9.2. Personalized Drug Development 🧪
Sid collaborated with academic groups and startups to initiate development of several new experimental agents. Recently, CRISPR-based personalized therapies for genetic diseases have been attracting major attention, and the FDA has proposed new regulatory frameworks for such platform technologies. In May 2025, the first personalized CRISPR treatment was administered to an infant with a rare metabolic disorder in Philadelphia, making headlines worldwide.
Similarly, CAR-T therapy — the most significant innovation in cancer treatment in decades — and the personalized neoantigen vaccines Sid is set to receive exemplify precision medicine: therapeutics custom-built for individual patients. Moderna's clinical results in melanoma patients showed that neoantigen vaccines combined with immune checkpoint inhibitors reduced the risk of cancer recurrence or death by nearly half.

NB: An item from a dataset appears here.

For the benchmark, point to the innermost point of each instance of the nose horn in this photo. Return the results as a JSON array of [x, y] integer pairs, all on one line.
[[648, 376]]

These platform technologies are building closed-loop systems that take rich genomic inputs and produce tailored therapeutics, narrowing the gap between measurement and treatment.
10. Scenarios for the Future of Cancer Treatment 🔮
Sid's story is like a glimpse of a future not yet fully realized. His treatment journey required enormous resources and team effort, but in ten or twenty years, a scenario like the following may be possible.

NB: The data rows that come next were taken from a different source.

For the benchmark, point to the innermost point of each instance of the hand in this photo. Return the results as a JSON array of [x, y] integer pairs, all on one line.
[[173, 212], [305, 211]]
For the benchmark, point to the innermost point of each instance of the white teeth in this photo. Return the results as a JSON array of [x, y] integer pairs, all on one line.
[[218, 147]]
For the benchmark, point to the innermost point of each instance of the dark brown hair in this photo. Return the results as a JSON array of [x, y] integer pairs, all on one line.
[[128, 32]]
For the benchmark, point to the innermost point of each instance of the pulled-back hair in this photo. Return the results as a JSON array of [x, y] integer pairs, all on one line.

An individual who discovers an anomaly through a consumer cancer diagnostic kit enrolls in a concierge oncology platform. An AI agent analyzes medical records and orders additional tests; a bioinformatics agent generates a deep-analysis report within hours. Diagnosed with early-stage pancreatic cancer, the patient receives — without surgery — immune checkpoint inhibitors (now generic and under $1,000) and an off-the-shelf cancer vaccine calibrated to the tumor microenvironment and antigens, activating the immune system. Personalized radiation therapy then eliminates the tumor, followed by imaging to confirm safety.

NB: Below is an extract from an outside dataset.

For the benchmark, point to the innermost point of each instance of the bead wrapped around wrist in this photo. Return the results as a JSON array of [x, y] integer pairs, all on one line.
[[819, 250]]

No chemotherapy at all. Total treatment cost: $175,000 — far less than the current average for pancreatic cancer treatment (roughly $250,000). The cost is covered by the individual's health savings account and insurer, and everyone comes away satisfied.
Conclusion 🌈
Sid Sijbrandij's cancer journey is more than the success story of one billionaire. It simultaneously reveals the potential of future medicine and the limits of the present system. His "Founder Mode" approach underscores — just as in technology — the importance of maximizing information, developing tailored solutions, and iterating rapidly in the field of medicine as well. His treatments are currently available only to a very few, but as William Gibson said: "The future is already here — it's just not evenly distributed."
Sid's story gives us hope. The effort and resources required today are immense, but if technology continues to advance and the will to change accompanies it, his experience could one day become the universal standard of cancer care. If structural change and innovation in the healthcare system follow, the future of cancer treatment we dream of may arrive sooner than we think. We are grateful for his courage and transparency, and we hope this story brings great value to its readers.